My experience is not unique: Statistics show that 36 percent of Americans have nothing saved for retirement, and the average retirement savings of a 50-year-old is just over $43,000. As a former stockbroker, I’ve been asked often how to succeed at retirement planning, and I usually offered the tips below.

1. Don’t Let Your Starting Amount Hold You Back

One of the most common beliefs with investing for retirement is that you need to start with a lot of money. Of course, having more is better, but starting with less should not hold you back. When you delay your retirement planning, you lose out on the biggest ally — time.

Think of saving for retirement as a marathon, not a sprint. It’s less important to get a fast start out and more important that you pace yourself for the long haul. If you start to invest with little money now, you will develop a discipline that will help your retirement planning in the long run and give your money more time to grow.

Many online brokerages have minimum opening account balances of $1,000 or less. Less traditional, though still good, options like ShareBuilder from Capital One (COF) or Motif Investing allow you to start investing for as little as $250.

2. Be Cheap About Fees

Among the biggest impediments to building up your retirement nest egg are fees, such as the commissions associated with buying and selling individual stocks, or the “load” and management fees charged by mutual funds or exchange-traded funds.

I’ve spoken to many investors who had no clue what fees they were paying on their retirement accounts. Let’s consider Fidelity Investments: It’s a top-notch brokerage that does a great job serving clients’ retirement needs. However, the average Fidelity customer pays just over $900 a year in fees. How can you keep your costs well below that level? By being an informed investor.

Instead of picking actively managed funds that charge high fees, select lower-priced passively managed index funds. (Research shows that higher-cost funds don’t produce better returns than lower-cost ones.)
If you like to trade stocks within your retirement portfolio, either decrease your number of trades or ask your brokerage to charge you a lower commission. If you give your brokerage enough business, it will gladly grant your request.
Take advantage of lower-priced funds within your company-sponsored 401(k). If there aren’t any, ask your benefits managers to add some.

3. Reject Fear

“Time is your friend; impulse is your enemy,” Vanguard Group founder John Bogle once said. I love that quote. The stock market is horribly irrational. It could be argued that the market moves on 90 percent emotion and 10 percent reason. And when the bulk of your retirement is riding on how that mercurial beast behaves, it can be difficult to not let fear get the best of you. But consider what giving in to those emotions has cost investors over the past five or six years. When the market plunged at the start of the Great Recession, millions fled stocks — selling low and losing huge. Then, still fearful, large percentages of them stayed away from Wall Street and missed the rebound, costing them all the profits they could have made as the major indexes returned to (and surpassed) their previous highs.

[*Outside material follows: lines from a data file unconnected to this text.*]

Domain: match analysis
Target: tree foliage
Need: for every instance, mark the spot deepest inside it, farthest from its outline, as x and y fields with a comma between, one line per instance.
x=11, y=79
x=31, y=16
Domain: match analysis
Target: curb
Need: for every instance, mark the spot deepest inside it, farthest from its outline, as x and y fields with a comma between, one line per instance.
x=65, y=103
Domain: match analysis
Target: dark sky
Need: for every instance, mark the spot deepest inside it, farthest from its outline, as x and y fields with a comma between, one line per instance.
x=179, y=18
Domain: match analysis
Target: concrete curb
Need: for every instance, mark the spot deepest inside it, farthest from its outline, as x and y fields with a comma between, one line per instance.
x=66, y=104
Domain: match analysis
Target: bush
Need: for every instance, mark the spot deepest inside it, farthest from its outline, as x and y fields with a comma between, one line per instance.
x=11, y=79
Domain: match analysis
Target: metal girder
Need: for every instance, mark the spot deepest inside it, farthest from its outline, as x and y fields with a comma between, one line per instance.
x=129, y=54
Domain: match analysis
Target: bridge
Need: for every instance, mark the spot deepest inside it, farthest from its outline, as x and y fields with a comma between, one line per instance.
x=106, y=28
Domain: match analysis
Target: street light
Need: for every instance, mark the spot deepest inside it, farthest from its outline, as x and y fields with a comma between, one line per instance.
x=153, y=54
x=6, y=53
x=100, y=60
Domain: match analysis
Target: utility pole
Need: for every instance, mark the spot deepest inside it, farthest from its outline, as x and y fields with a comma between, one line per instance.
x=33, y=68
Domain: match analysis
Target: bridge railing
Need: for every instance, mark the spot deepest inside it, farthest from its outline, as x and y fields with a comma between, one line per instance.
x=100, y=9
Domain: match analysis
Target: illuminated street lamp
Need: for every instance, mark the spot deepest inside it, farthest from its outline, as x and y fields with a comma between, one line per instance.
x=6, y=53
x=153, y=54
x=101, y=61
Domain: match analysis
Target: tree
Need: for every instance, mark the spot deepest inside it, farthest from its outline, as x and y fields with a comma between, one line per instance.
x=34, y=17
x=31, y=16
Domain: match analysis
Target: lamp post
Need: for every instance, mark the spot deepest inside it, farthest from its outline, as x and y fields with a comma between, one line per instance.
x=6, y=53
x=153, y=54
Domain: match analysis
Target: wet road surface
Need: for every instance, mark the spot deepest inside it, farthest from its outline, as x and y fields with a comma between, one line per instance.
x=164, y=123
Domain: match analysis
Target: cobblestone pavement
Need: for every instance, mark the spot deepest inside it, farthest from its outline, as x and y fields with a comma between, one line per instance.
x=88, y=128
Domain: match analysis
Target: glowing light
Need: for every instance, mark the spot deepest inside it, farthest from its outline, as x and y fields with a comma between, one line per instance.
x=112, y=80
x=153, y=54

What Bogle is saying is to let time do its thing. Don’t give into impulse or emotion when it comes to your investments; it’ll only harm you in the long run.

Instead, ride the wave. Buy and hold. Take advantage of dollar-cost averaging, so that stock dips become opportunities, rather than cues to panic. Not only will this put you ahead in the retirement planning game, it’ll also avail you to potential opportunities to bolster your portfolio. It can be difficult to remove emotion from your investing, especially when it comes to saving for retirement, but your portfolio will be much better served by allowing reason to dictate it.